Furloughed workers cannot render their services to their company. You cannot do any work that can potentially contribute to your company’s money-making streams. Employers cannot ask staff to assist their firm or ones that are affiliated or linked to them.
Furloughs last for a minimum of three weeks. One period can follow another if business circumstances do not improve. For the federal government, furloughs will cease once Congress approves the budget of your government agency.
Do These Employees Get Paid?
In general, furloughed workers are not paid. The essence of furloughing is to cut business costs and expenses, using those resources to keep the company afloat. Most organizations, such as the federal government, suspend employees’ work and wage during furlough periods.
Other organizations may opt to reduce the number of working hours, especially for non-exempt employees. In some cases, essential employees—those in the health, food, safety, and protection sector—are still required to show up for work despite an ensuing furlough, rendering their services to their agencies without the promise of a wage.
What Are My Rights As An Employee?
Employers are still obligated to continue paying for employee contributions and benefits such as health and life insurances during these times. Workers retain their eligibility to statutory sick pay, their redundancy rights, as well as their right to receive due process when employers lay them off permanently.

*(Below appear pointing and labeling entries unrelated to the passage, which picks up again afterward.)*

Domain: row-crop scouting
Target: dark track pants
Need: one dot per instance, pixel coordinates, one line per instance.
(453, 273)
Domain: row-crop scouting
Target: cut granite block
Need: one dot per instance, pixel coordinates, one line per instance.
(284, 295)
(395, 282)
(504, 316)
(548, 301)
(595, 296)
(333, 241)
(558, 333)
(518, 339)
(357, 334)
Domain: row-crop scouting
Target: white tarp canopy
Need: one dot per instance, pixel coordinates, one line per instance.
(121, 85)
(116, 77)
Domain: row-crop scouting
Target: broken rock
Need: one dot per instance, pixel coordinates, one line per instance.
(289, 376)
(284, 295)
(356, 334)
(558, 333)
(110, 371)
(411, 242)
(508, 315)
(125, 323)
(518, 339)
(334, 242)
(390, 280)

Statutory annual leaves are also left unscathed. Employees may carry over unused leaves into the next two employment years of the employee. Both part-time and full-time employees are entitled to receive an average of 5.6 weeks of paid leave.
Workers are allowed to look for new employment, volunteer at organizations, and attend professional training and seminars during temporary leaves. However, if an agreement was struck, then workers should abide by those regulations. Furloughed labourers also have the right to apply for unemployment benefits offered by their respective states.
Typically, labourers under temporary lay-offs do not get paid. However, special cases call for special measures. With millions of furloughed workers, the government created an initiative to help citizens get back to their feet.
This initiative mandates the government to pay furloughed employees 80% of their salary despite being on mandatory leave. They will cover these expenses to help individuals survive the sudden recession amidst the pandemic. The program, called the Coronavirus Job Retention Scheme, aims to support both employees and employers by continuing to pay their wages. Thus, avoiding redundancies, keeping their staff, and helping companies to start again.